Good catch by the consistently excellent Les Bowen in this morning's papers in re: a baffling first-quarter play from Sunday. In describing Andy Reid's struggles with the challenge flag this year, Les explains:
Of more import was an unchallenged mistake earlier in the game. Late in the first quarter, leading 14-0, the Eagles had first down at the Redskins' 42. Correll Buckhalter ran right for 5 yards, and Washington was called for having 12 men on the field. The Eagles accepted the penalty and should have then gotten a first-and-5 at the 37. Instead, they were given first-and-10 at the 37. They gained 5 yards on two runs, then threw an incomplete pass, before David Akers came on for a 50-yard field-goal attempt that he missed.
But had it been correctly marked first-and-5, the Eagles would have gotten the first down and had a chance to move closer for the field goal, or even score another touchdown.

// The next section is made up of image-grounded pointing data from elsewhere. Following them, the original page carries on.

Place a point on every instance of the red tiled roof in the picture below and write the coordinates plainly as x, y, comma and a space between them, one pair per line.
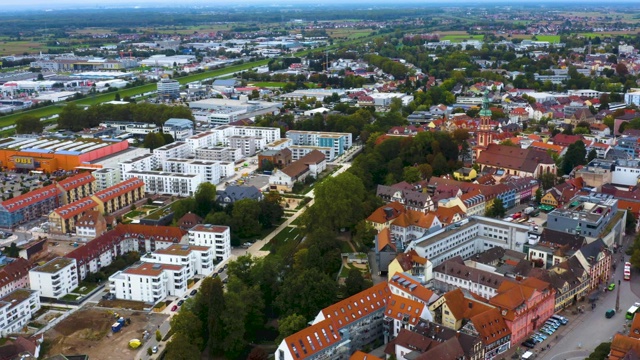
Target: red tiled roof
76, 181
76, 207
119, 189
30, 198
108, 240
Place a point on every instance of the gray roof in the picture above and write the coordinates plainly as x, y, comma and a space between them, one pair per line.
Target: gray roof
235, 193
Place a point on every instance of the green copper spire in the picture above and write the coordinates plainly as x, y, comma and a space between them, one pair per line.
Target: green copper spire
485, 105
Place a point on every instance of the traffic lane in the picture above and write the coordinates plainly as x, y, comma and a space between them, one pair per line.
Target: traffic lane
592, 328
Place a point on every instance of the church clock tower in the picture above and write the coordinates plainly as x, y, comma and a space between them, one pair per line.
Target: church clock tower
484, 135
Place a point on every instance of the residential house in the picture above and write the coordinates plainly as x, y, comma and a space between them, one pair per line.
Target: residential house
311, 164
54, 279
412, 264
597, 259
413, 197
552, 247
16, 310
524, 305
91, 224
385, 251
455, 274
490, 327
233, 193
188, 221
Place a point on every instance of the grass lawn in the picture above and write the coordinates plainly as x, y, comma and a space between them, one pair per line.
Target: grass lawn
132, 214
549, 38
85, 288
287, 234
462, 37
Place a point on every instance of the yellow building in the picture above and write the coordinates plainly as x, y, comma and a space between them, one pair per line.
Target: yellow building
63, 219
465, 174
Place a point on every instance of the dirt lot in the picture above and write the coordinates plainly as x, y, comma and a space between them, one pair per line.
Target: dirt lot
88, 331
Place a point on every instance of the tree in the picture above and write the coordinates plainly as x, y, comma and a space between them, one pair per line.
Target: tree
258, 353
153, 141
538, 195
576, 155
334, 200
306, 292
290, 325
181, 348
245, 218
630, 225
13, 251
547, 180
187, 323
497, 209
411, 174
354, 283
28, 124
205, 197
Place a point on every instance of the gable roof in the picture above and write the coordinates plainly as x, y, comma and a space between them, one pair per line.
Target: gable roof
511, 157
491, 326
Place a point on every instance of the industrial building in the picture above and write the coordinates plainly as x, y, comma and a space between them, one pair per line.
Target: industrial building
52, 154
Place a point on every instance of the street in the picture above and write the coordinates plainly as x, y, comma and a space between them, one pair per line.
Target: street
586, 331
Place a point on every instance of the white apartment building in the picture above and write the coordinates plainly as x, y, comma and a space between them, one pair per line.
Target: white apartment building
469, 237
56, 278
197, 260
248, 145
227, 154
175, 150
215, 236
16, 309
145, 162
149, 282
107, 177
160, 182
210, 171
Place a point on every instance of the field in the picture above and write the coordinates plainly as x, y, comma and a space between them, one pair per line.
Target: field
89, 332
347, 33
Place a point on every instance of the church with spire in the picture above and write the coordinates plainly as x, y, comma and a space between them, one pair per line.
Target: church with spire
485, 132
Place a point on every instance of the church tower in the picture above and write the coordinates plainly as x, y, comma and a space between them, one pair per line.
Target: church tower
484, 135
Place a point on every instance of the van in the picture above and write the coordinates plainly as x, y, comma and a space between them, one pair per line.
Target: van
563, 320
609, 314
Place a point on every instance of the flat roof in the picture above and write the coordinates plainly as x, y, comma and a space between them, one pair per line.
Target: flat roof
54, 265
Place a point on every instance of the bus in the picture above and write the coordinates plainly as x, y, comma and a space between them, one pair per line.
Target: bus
632, 311
627, 271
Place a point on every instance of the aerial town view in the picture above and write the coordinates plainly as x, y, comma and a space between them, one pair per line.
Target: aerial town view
332, 181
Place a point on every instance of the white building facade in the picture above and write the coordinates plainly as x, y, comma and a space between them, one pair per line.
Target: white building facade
215, 236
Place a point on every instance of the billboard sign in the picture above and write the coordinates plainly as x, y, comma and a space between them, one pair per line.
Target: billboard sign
23, 162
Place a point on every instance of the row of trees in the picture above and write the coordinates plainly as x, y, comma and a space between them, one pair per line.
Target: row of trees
75, 118
246, 218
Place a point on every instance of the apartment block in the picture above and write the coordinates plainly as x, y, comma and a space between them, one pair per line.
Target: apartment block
16, 309
215, 236
107, 177
160, 182
55, 279
197, 260
149, 282
227, 154
469, 237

It's kind of amazing that nobody on the officiating crew noticed this, but it's even more amazing that Eagles players and coaches didn't notice, or that somebody from the Eagles sitting upstairs didn't call down to the field to alert Reid.
My wife asked me to explain what was going on on said play, as there was also a bit of confusion on the scoreboard (which had it correct) versus the chains on the field (which had it incorrectly marked first-and-ten). I stammered something about the scoreboard being correct, but then I saw the chains and could only offer up a "Yeah, I don't actually know what the story is on that."
(As you might imagine, my wife was suitably unimpressed by this explanation.)
File under: "Further proof that even after watching football fairly closely for twenty-some-odd years, I still don't actually understand all the rules." And people wonder why it's hard to market this game globally! Can you imagine explaining penalties to a bunch of guys that don't speak the same language (like you have to do in soccer all the time)? Not gonna happen.
Of course, it would be disingenuous to omit comment on the main thrust of Bowen's piece, which was that Donovan McNabb needs to show a bit more ownership/ leadership for the Birds. It seems like Les and Dunavin should have e-mailed each other this morning before they both pushed publish, because that's pretty much exactly what Dunavin wrote on his blog this morning.
So. I guess we're all in agreement then.